1. HABERLER

  2. RÖPORTAJ

  3. 'Çocuk istismarı ciddi boyutlarda'
Çocuk istismarı ciddi boyutlarda

'Çocuk istismarı ciddi boyutlarda'

Dünyada en çok gündem konusu olan konular arasında çocuk istismarı yer alıyor. Aile içi şiddetten tacize, aile bakımı eksikliğinden eğitim hakkının olmayışına kadar, geniş bir içeriği olan çocuk istismarı konusu, ülkede de her geçen gün artan vakalar aras

A+A-

“20 Kasım Dünya Çocuk Hakları Günü” öncesinde YENİDÜZEN’e konuşan SOS Çocuk Köyü Program geliştirme Müdürü ve Aile Temeli Bakım Danışmanı Refika İnce ile Aile Güçlendirme Proje Koordinatörü ve Ulusal Aile Güçlendirme Proje Danışmanı Süreyya Çelmen Değer, ülkedeki çocuk istismarının ciddi boyutlara ulaştığını söyledi.

Tanju KONURALP

Dünyada en çok gündem konusu olan konular arasında çocuk istismarı yer alıyor. Aile içi şiddetten tacize, aile bakımı eksikliğinden eğitim hakkının olmayışına kadar, geniş bir içeriği olan çocuk istismarı konusu, ülkede de her geçen gün artan vakalar arasında yer alıyor. Devletin bu konuda çalışan tek kurumu olan Sosyal Hizmetler Dairesi, yetersizlik ve kaynaksızlık nedeni ile yükselen bu sorunla başa çıkmak adına zorluklar yaşıyor. Sosyal Hizmetler Dairesi’nin eksik kaldığı noktalarda ise dünyaca ünlü bir kuruluş olan SOS Çocuk Köyü devreye girerek, devlet ve SOS kaynaklı bir mücadelenin verilmesine öncülük ediyor. 20 Kasım Dünya Çocuk Hakları Günü dolayısı ile SOS Çocuk Köyü Program geliştirme Müdürü ve Aile Temeli Bakım Danışmanı Refika İnce ile Aile Güçlendirme Proje Koordinatörü ve Ulusal Aile Güçlendirme Proje Danışmanı Süreyya Çelmen Değer, ülkedeki çocuk istismarının boyutlarını bizlerle paylaşıyor.

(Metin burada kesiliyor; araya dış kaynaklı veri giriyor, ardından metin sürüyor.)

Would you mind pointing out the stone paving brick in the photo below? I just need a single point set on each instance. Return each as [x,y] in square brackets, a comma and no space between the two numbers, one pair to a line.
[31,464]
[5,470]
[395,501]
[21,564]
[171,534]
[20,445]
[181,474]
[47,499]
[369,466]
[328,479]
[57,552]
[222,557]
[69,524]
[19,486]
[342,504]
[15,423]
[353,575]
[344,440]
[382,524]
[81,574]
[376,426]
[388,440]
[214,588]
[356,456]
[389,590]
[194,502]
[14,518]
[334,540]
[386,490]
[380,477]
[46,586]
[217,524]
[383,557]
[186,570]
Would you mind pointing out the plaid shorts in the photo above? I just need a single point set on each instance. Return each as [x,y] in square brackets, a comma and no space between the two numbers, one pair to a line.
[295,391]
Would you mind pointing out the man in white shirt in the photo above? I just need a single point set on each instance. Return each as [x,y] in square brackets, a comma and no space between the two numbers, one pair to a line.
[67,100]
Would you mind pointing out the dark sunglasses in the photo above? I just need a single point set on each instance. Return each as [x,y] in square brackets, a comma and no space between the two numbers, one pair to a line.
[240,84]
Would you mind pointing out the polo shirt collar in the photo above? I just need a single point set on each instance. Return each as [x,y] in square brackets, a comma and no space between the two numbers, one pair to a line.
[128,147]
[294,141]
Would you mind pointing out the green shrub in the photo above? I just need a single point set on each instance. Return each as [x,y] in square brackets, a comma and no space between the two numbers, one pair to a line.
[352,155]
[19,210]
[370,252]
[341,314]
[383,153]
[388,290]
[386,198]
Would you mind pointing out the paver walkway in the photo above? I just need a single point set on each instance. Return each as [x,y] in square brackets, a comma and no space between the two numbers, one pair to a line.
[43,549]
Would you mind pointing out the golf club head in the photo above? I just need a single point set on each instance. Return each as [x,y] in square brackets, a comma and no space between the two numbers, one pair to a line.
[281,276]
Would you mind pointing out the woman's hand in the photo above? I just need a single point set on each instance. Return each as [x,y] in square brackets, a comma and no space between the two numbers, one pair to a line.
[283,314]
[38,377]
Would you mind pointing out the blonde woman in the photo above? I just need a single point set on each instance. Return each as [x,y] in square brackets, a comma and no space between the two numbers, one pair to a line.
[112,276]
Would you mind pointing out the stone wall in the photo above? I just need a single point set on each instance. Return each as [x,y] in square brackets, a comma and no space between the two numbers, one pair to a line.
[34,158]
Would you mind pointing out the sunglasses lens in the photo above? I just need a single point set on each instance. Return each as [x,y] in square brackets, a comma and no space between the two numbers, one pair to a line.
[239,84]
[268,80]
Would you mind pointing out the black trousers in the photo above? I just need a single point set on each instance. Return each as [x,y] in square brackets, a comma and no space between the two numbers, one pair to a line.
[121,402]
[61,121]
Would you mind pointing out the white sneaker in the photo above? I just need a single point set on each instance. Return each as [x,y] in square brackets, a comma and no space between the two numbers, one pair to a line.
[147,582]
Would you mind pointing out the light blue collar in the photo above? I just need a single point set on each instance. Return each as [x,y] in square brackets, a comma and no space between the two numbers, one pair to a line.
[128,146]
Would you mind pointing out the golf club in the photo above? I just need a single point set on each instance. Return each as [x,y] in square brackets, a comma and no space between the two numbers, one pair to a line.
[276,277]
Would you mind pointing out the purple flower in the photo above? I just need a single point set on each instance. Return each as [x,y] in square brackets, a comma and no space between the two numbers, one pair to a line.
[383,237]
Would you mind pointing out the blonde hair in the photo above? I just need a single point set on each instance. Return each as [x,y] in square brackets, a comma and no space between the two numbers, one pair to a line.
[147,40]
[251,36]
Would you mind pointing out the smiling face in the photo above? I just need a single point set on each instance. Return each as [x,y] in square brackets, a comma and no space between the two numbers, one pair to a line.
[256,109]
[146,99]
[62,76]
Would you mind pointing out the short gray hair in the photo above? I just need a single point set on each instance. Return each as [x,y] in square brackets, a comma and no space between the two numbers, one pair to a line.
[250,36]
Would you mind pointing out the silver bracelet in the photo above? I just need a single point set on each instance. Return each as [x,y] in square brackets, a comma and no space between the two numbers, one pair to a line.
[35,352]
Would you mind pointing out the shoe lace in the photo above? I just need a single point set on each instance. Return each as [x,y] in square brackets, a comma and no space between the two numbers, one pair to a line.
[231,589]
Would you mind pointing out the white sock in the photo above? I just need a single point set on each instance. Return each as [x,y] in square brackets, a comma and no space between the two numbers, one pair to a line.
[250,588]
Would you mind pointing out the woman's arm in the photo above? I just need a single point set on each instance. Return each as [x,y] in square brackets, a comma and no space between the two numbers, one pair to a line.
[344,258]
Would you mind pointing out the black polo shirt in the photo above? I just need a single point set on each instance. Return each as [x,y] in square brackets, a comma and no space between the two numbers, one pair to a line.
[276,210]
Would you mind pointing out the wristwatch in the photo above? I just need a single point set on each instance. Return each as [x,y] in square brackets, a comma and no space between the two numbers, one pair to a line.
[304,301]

• SOS Çocuk Köyü olarak amacınızı belirtir misiniz?
• Bizler SOS Çocuk Köyü olarak yalnızca 19 Kasım Çocuk İstismarını önleme Günü ve 20 Kasım Dünya Çocuk Hakları Günü amacı ile organizasyonlarda bulunmuyoruz. Biz hali hazırdaki sistemde, aile bakımını kaybeden ve aile bakımını kaybetme riski olan çocuklara destek veren bir kuruluşuz. Aile bakımını kaybetmeyi açmak gerekirse; sıcak bir yuvayı bulmakta güçlük çekmek, günün 6-7 saatini sokakta harcamak, oyun oynayamamak, fiziksel – cinsel istismarlara maruz kalmak, eğitim hakkı elinden alınması gibi durumları ortaya koyabiliriz. İşte burada bizim görevimiz, bu tür durumlara maruz kalan çocukların, bu eksikliklerini gidermek adına, çalışmalarda bulunmaktır. Kısacası çocuklarımızın ellerinden alınan hakları, vermeye çalışıyoruz.

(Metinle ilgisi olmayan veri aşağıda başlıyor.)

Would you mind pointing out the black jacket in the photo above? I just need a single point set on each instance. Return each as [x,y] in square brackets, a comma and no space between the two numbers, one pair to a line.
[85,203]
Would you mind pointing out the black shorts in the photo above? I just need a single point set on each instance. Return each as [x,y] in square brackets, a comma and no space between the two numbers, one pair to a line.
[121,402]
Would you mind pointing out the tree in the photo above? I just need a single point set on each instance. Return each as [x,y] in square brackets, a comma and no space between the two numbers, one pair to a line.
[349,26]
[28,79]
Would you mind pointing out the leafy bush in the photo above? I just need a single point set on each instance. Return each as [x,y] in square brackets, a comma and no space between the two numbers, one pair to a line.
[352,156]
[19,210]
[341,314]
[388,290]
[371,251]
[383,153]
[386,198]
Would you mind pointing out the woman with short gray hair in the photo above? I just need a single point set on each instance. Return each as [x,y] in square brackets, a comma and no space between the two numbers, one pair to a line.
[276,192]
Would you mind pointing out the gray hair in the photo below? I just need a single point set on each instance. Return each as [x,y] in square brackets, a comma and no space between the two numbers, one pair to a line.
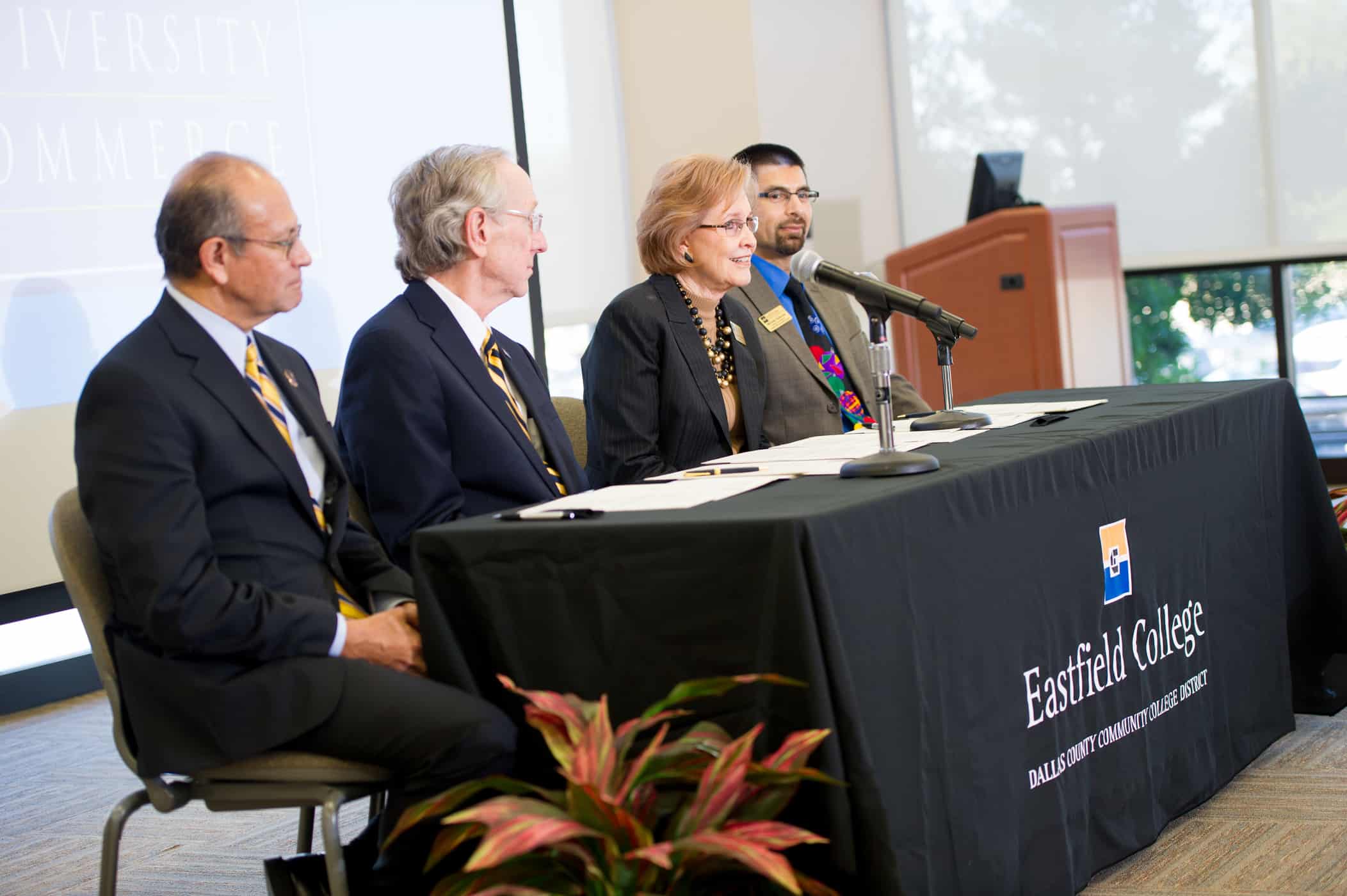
[200,205]
[432,200]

• SOS himayesinde kaç çocuk bulunuyor?
• SOS Çocuk Köyü bünyesinde köy ve gençlik evi olarak iki ayrı çatı bulunmaktadır. Bu iki çatı  içerisinde ise toplamda 112 çocuğumuz bulunmaktadır. Bunun yanında aile bakımını kaybetme riski altında olan 106 çocuk da ayrıca bulunmaktadır.

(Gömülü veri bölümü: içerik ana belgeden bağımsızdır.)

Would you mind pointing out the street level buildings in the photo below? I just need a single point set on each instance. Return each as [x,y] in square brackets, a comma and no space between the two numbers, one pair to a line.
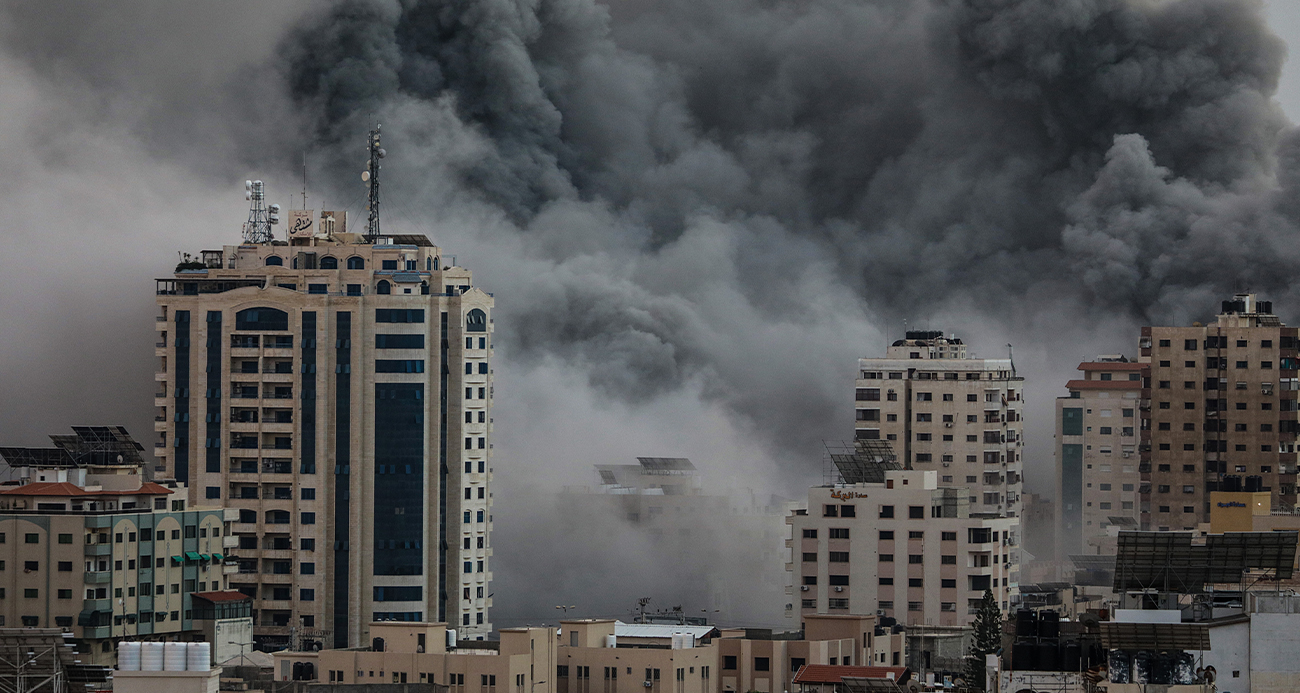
[945,412]
[336,390]
[902,548]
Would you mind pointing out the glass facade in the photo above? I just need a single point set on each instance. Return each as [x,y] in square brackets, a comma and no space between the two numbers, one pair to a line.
[399,477]
[342,468]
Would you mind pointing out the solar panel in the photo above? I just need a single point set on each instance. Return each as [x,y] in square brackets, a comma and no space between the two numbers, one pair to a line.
[1156,636]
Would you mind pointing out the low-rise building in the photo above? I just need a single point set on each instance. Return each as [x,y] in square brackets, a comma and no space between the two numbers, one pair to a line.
[523,661]
[895,544]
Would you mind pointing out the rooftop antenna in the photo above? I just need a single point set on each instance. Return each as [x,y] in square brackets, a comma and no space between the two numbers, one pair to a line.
[372,176]
[304,180]
[261,217]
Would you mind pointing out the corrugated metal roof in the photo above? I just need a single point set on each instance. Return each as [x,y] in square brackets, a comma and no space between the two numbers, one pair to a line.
[659,629]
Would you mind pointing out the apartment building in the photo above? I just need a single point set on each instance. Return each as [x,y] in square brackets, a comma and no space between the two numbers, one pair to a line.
[336,389]
[901,546]
[523,661]
[90,546]
[1222,414]
[1097,428]
[943,411]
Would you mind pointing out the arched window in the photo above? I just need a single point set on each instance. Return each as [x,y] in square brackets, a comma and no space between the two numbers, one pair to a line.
[261,320]
[476,320]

• Bir noktada devletin eksiklerini kapatıyorsunuz diyebilir miyiz?
• Bu çocuklara, aslında devletin görevi olan sosyal hizmet desteğini sağlamak çabasındayız. Burada devlet yetkili kurumken, bizler ise devlete hizmeti sunan kurum konumundayız. Bu noktada devlet kurumları ile ciddi bir ilişki içerisindeyiz. Aile bakımını kaybeden veya kaybetme riski olan çocuklara, ihtiyaçları olan aile ortamını sağlarken; kimilerine ise kendi biyolojik aileleri yanında, güvenli bir yaşam sunma çabasındayız.

• Ülkede çocuk istismarı ne düzeydedir?
• Maalesef ülkemizde, çocuk istismarı ve bağlı olduğu konuların varlığı kabul görmüyor. Yeterli beslenemeyen, günün büyük bir kısmını sokakta harcayan, sağlık kontrollerinden faydalanamayan, cinsel ve fiziksel istismara uğrayan çocuklarımız vardır. Ancak biz sürekli olarak bu sorunları ötekileştirerek görmek gibi bir ruh halindeyiz. Sanki de bizde bu sorunlar hiç yokmuş gibi yaşamayı tercih ediyoruz. Oysa çocuk istismarı konusunda yeterli bilgi sahibi dahi değiliz.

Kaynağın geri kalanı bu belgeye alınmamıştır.